What is added by this report?
In May 2020, during the COVID-19 pandemic, ED visits for suspected suicide attempts began to increase among adolescents aged 12–17 years, especially girls. During February 21–March 20, 2021, suspected suicide attempt ED visits were 50.6% higher among girls aged 12–17 years than during the same period in 2019; among boys aged 12–17 years, suspected suicide attempt ED visits increased 3.7%.
What are the implications for public health practice?
Suicide prevention requires a comprehensive approach that is adapted during times of infrastructure disruption, involves multisectoral partnerships and implements evidence-based strategies to address the range of factors influencing suicide risk.
All authors have completed and submitted the International Committee of Medical Journal Editors form for disclosure of potential conflicts of interest. No potential conflicts of interest were disclosed.
Footnotes
NSSP is a collaborative program among CDC, federal partners, local and state health departments, and academic and private sector partners to support the collection and analysis of electronic health data from EDs, urgent and ambulatory care centers, inpatient health care facilities, and laboratories.
Analysis was limited to ED encounters.
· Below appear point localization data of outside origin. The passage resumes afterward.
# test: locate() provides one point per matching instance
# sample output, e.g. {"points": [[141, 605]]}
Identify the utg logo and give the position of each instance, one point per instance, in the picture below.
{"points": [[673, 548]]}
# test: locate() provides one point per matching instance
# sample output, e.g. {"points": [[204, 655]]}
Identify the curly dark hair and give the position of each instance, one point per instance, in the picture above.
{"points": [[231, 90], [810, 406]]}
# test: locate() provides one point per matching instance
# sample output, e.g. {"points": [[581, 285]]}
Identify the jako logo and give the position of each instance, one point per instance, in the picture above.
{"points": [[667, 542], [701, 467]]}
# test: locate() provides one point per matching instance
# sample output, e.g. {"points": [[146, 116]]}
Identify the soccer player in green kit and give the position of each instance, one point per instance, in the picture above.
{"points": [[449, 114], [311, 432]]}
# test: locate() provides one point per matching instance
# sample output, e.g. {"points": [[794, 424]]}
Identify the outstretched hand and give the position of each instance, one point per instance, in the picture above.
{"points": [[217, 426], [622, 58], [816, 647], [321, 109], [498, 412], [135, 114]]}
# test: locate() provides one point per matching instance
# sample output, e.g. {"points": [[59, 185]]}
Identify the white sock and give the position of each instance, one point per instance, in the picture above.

As of March 31, 2021, a total of 3,722 EDs covering 49 states (all except Hawaii) and the District of Columbia contributed data to the platform daily, including data from 71% of all nonfederal EDs in the United States.
To limit the impact of data quality on trends, all analyses were restricted to facilities with a coefficient of variation <30 throughout the analysis period January 2019–May 2021 so that only consistently reporting facilities were included. Of all the EDs that met the data quality criteria, 41% had visits and thus were included in the analysis.
Percent change in visits per week during each surveillance period was calculated as the difference in total visits between the surveillance period and the reference period, divided by the total visits during the reference period, times 100%. ([ED visits for suspected suicide attempts during surveillance period–ED visits for suspected suicide attempts during reference period]/ED visits for suspected suicide attempts during reference period*100%).
45 C.F.R. part 46, 21 C.F.R. part 56; 42 U.S.C. Sect. 241(d); 5 U.S.C. Sect. 552a; 44 U.S.C. Sect. 3501 et seq.